ユイカは短剣を、自分の心臓に突き刺した。

【あ、あ、アッハハハハ!何やってるのー!】

『これ、が、私の覚悟よ!。。。(い、意識が。。。)』

【ふっ、、、君の覚悟。。。受け取ったよ】

カスティス『ユ、ユイカー!!!』

アアアアアア!ギィィィゴォォォン!

ルーズの黒い塊がユイカに降り注いだ。

どうなっているのだ。

あまりの光景によく理解ができなかった。

淀んだ黒い塊は、俺の方まで流れてきた。

俺は透かさず後ろへ後退しする。

俺の剣撃は今のルーズには当たらない。

それほど奴のスピードは上がっていた。

それよりもユイカだ。

あんなに近くであの攻撃を受けて大丈夫なはずがない。

色々と覚悟しなくてはならないと俺は思った。

しかし俺がユイカの方に目を向けると、

カスティス『ユ、ユイカ。。。お前。。。』

そこには、見えない壁?透明な壁?のようなもので守られ、青白く光る剣を持つユイカの姿があった。

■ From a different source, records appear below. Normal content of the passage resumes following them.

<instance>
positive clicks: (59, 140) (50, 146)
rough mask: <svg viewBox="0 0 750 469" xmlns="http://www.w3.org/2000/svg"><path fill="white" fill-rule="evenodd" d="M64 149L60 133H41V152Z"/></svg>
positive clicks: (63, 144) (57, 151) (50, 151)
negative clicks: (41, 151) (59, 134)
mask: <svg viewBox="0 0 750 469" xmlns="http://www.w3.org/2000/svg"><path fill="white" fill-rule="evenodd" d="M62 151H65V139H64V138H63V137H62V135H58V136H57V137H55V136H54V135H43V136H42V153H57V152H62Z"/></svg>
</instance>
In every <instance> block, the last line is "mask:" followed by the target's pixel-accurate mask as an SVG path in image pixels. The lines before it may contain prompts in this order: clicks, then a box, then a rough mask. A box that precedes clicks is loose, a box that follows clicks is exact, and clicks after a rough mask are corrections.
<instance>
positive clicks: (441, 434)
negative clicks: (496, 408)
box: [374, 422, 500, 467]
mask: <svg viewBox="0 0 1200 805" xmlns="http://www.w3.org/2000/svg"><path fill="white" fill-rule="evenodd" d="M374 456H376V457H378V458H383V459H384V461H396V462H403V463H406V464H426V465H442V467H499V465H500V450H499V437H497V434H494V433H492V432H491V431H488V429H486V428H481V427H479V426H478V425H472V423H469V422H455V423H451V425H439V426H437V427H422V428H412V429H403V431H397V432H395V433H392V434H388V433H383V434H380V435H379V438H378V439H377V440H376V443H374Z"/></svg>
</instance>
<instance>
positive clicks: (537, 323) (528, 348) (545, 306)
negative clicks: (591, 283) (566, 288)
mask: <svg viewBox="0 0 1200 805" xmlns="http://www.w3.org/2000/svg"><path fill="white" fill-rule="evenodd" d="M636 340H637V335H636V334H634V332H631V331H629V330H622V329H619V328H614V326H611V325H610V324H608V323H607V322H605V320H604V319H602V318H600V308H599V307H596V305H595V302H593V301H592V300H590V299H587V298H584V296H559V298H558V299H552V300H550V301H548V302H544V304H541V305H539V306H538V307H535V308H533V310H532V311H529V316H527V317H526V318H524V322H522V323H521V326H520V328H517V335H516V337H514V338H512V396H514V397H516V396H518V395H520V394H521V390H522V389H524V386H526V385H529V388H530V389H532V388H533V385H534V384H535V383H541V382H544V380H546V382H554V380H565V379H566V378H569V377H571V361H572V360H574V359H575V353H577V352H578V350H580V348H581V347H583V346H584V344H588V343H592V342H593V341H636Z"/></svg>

カスティス『お前、剣を声が聞こえたんだな。。。本当によかった。。。生きててくれて。。。』

ユイカは俺の方を向き頷いた。

そして、

ユイカ『あなたを今から切ります。ごめんなさいね。』

ギィィィゴォォォン!ギィィィゴォォォン!

ユイカは剣を構え、奴めがけて走り出した。

そして奴もユイカめがけて先程の技をもう一度出そうとしてきた。

ァァァァ。。。ァァァァ。。。ァァァァ!

カスティス『ユイカ!あれは危険だ!正面からまともに受けたらまずい!奴はどんどん強くなってる!』

ユイカはそれを聞いても奴めがけて剣をスピヤのように構えながら走る。

ァァァァ!ァァァァ!。。。アアアアアアァァァァ!

きた!あの技がユイカ目掛け放たれた!

カスティス『ユイカー!!!』

ユイカは構えた剣を奴に向けて突き立てた。

ユイカ『深海の静寂(ディープシーサイレンス)』

サァー!。。。

ギィィィゴォォォン!ギィィィィ!。。。

。。。

カスティス『な、なんだ。。。』

ユイカの剣先から一筋の青い光が出たと思えば、一瞬にして奴の放った攻撃、奴自身、影も形も無くなってしまった。

ユイカの攻撃の後、この場所では戦闘は行われていなかった。

最初から何もなかったかのように静寂に包まれたのだった。。。